Comparison of Distance Measures in Cluster Analysis with Dichotomous Data
Volume 3, Issue 1 (2005), pp. 85–100
Pub. online: 4 August 2022
Type: Research Article
Open Access
Published
4 August 2022
4 August 2022
Abstract
Abstract: The current study examines the performance of cluster analysis with dichotomous data using distance measures based on response pattern similarity. In many contexts, such as educational and psychological testing, cluster analysis is a useful means for exploring datasets and identifying underlying groups among individuals. However, standard approaches to cluster analysis assume that the variables used to group observations are continuous in nature. This paper focuses on four methods for calculating distance between individuals using dichotomous data, and the subsequent introduction of these distances to a clustering algorithm such as Ward’s.
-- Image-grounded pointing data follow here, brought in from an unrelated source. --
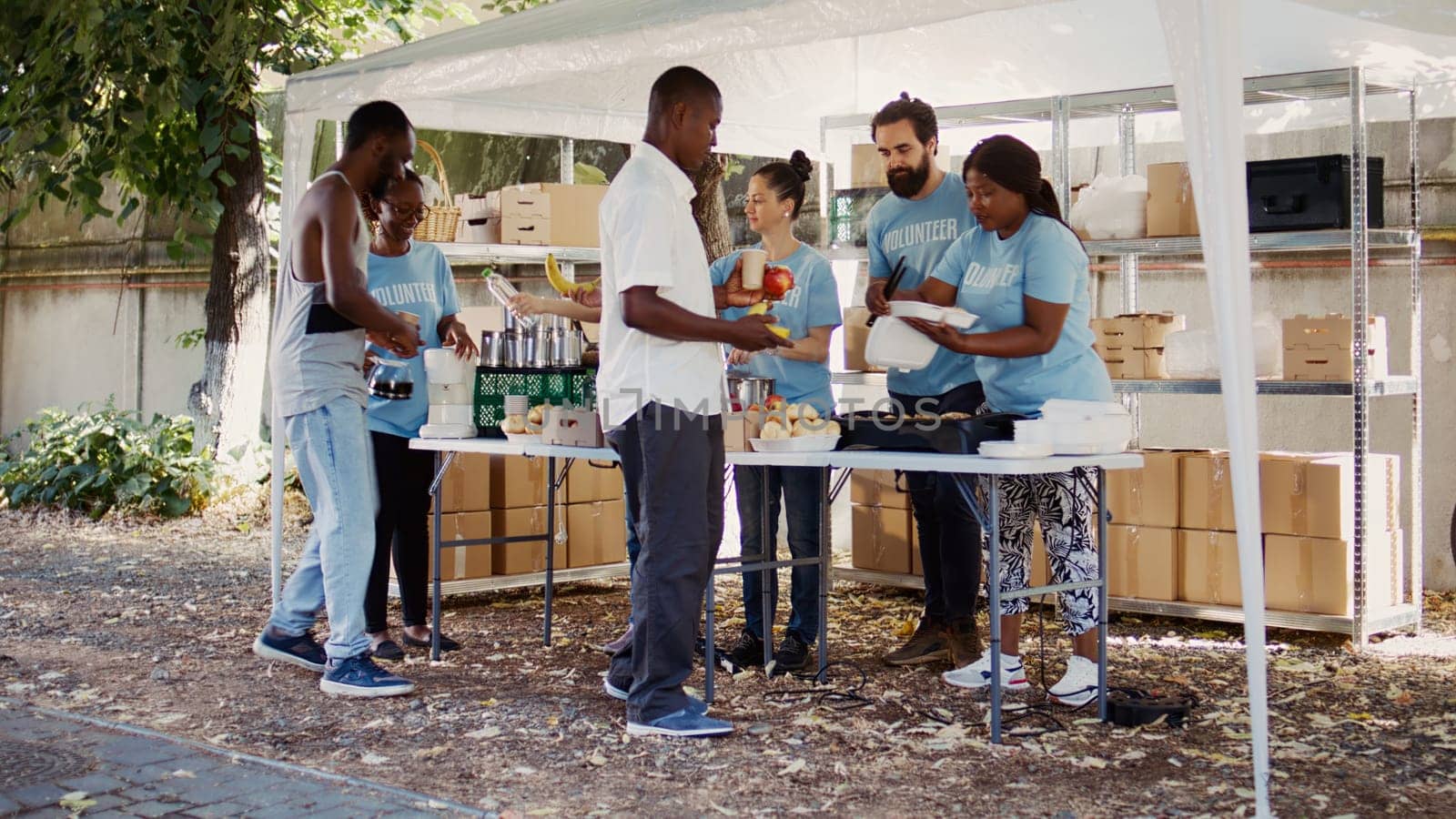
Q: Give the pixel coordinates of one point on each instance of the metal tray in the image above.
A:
(890, 431)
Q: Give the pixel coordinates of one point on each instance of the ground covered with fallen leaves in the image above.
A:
(150, 624)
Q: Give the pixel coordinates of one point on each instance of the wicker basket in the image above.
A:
(444, 216)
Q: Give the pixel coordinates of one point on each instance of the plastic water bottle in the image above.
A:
(504, 292)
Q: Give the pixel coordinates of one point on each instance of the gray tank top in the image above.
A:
(318, 354)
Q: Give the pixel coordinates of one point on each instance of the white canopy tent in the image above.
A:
(582, 69)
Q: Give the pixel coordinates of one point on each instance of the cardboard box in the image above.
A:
(526, 557)
(1317, 574)
(590, 481)
(548, 213)
(1320, 349)
(1135, 363)
(571, 428)
(1312, 494)
(1171, 208)
(517, 482)
(739, 428)
(1040, 562)
(1208, 567)
(1332, 365)
(855, 337)
(466, 486)
(1331, 331)
(1142, 561)
(866, 169)
(1136, 331)
(460, 561)
(881, 538)
(878, 487)
(1205, 491)
(596, 533)
(480, 206)
(1148, 496)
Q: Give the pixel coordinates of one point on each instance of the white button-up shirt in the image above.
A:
(650, 239)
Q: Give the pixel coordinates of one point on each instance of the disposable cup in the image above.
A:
(753, 261)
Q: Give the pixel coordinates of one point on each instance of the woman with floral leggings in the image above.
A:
(1024, 273)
The four methods in question, are potentially useful for practitioners because they are relatively easy to carry out using standard statistical software such as SAS and SPSS, and have been shown to have potential for correctly grouping observations based on dichotomous data. Results of both a simulation study and application to a set of binary survey responses show that three of the four measures behave similarly, and can yield correct cluster recovery rates of between 60% and 90%. Furthermore, these methods were found to work better, in nearly all cases, than using the raw data with Ward’s clustering algorithm.